フェイサル「ご主人様方のご依頼、このフェイサルしかと承りましたっス!」

セイラン様がフェイサル君にしていたお願いごととは、セイラン様の夢実現のスタート地点となったこのあばら屋建物の管理人となって、パフォーマンスアートへの夢を抱いてこの街へやってくる若者たちの支援をしてほしいということでした。

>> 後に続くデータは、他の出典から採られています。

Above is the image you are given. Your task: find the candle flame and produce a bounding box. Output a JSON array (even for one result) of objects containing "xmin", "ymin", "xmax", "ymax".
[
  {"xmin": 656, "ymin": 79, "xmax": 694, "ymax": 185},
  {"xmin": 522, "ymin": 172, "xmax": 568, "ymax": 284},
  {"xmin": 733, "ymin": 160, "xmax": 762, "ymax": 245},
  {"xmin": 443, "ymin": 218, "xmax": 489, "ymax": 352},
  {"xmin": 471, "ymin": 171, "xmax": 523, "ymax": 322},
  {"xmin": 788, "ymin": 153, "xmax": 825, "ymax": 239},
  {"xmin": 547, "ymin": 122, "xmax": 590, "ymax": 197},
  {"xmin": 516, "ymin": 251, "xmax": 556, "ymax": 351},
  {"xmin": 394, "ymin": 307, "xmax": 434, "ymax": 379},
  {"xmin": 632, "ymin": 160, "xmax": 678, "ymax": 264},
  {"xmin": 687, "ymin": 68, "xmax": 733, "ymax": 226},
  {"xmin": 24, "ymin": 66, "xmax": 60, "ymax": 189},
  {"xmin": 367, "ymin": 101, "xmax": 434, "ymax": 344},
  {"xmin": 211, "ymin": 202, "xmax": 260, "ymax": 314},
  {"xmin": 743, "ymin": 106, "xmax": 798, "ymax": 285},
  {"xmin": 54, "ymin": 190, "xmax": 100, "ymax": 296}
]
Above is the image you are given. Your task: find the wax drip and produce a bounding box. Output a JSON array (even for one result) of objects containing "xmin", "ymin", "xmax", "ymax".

フェイサル「ボクも一端の画家になれるよう頑張るっスよ~」

一方、残された三人は出発を前にしばしの歓談中

ランディ「オリヴィエ様は、戻られたら何されるんですかー? 俺はアウトドア三昧とかいいなーって」

オリヴィエ「うーん、私にしてはちょーっと働き過ぎちゃったからねェー。しばらくビーチでのんびりバケーションかな」

オリヴィエ「で、アンタはどうするんだい、セイラン」
セイラン「ええ、ツアーに出ようかと」
オリヴィエ「そりゃいい。アンタのイリュージョンはホンモノの伝説級だからね」
セイラン「そういっていただけて光栄ですよ」

オリヴィエ「じゃ、またしばらく会えないだろうけど元気で」
セイラン「オリヴィエ様も」

オリヴィエ「そうそう。陛下が―アンジェリークが、私とランディをアンタのところへ寄こしたのはね。アンタがお金や世間に疎いからってだけじゃない。陛下は、アンタが根っからの芸術家で、自分の興味をとことん追求するタイプだってよーく知ってたからさ」
セイラン「…それだけでは、人に夢を与えられるイリュージョニストにはなれない、と」
オリヴィエ「そういうこと☆アンタはもう、そのハードルを越えたんだ。もっともっと上を目指したらいいさ」
ランディ「セイランさん、俺たちの街にも来てくださいね!」

オリヴィエ「じゃランディ、そろそろ行くよ!」
ランディ「はい。セイランさん、じゃまた!」

車で走り去る二人を見送り…

セイラン「そろそろ僕も出発するか…あ、そうだ」
セイラン様、ご自分の部屋へ

セイラン「これを置いていくわけにはいかないな」
去年の秋、皆で撮った写真です。

セイラン「さあ、これですべて思い残すことはない」
ちょっと冷たい凛とした空気の中、眩しい秋の日差しがセイラン様の新たな旅立ちを祝福しているよう。

全てが謎に包まれたスーパーイリュージョニスト、「Seilan the Illusionist」の世界、いや宇宙を駆ける活躍がこれから始まります!